You might have noticed the title of the book Big Daddy Keane is reading to his little ankle-biters, Rat and Pig Get Lost, which is an installment in a good-natured back and forth between the Family Circus and Pearls Before Swine. More intriguing, though, is what this cartoon reveals about the Keane Kids: not only are they illiterate, but they can’t even sit still to be read aloud to, and rather will wander in the direction of the hypnotic, glowing picture box, the better to move their brains past their current gelatinous state and straight on into liquidity.

Mary Worth, 7/19/09

While this installment might seem to be taking place immediately on the heels of yesterday’s, with Mary tidying up and thought-ballooning like mad and Delilah wandering aimlessly around the grounds, note that both ladies have changed into completely different (though still hideous) outfits, so this could be days or months later.

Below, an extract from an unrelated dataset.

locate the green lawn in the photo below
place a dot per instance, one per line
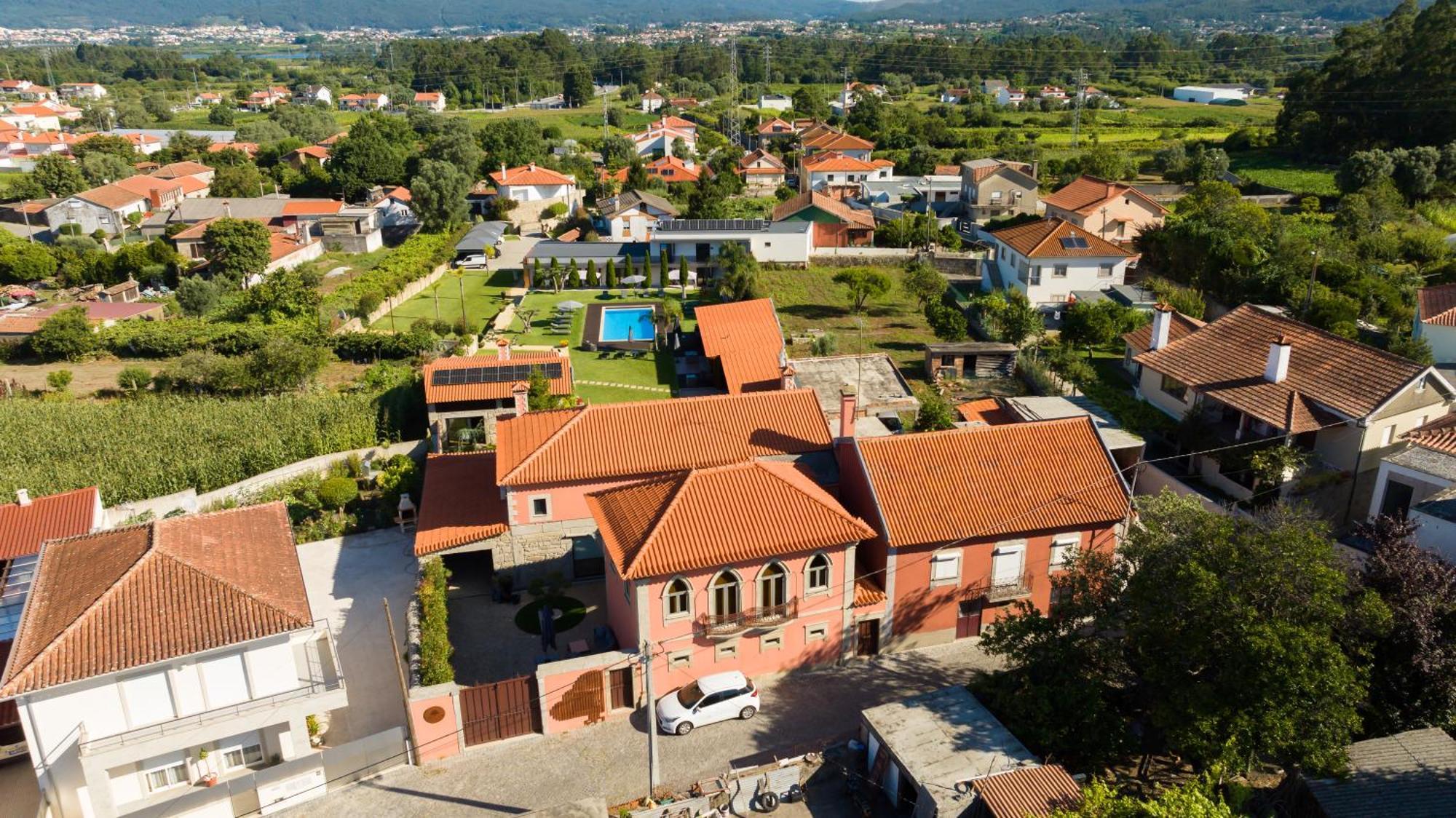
(809, 299)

But apparently enough time has passed that Delilah is finally ready to make a call … to her dealer, if her freakishly enlarged pupils are any indication.

Slylock Fox, 7/19/09

The main mystery panel in today’s strip is fairly bland — another fox-mouse double date leading up to some drunken partner-swapping that the radical differences in size will make incredibly awkward — but I’m pretty intrigued by the scene over in Six Differences. Are the woodland herbivores engaging in some kind of Druid ritual to call down a lightning strike against their predator-enemy, the terrible wolf? I hope the pagan magic will keep the beavers safe, as I’m not sure the open water is the best place to be in a thunderstorm.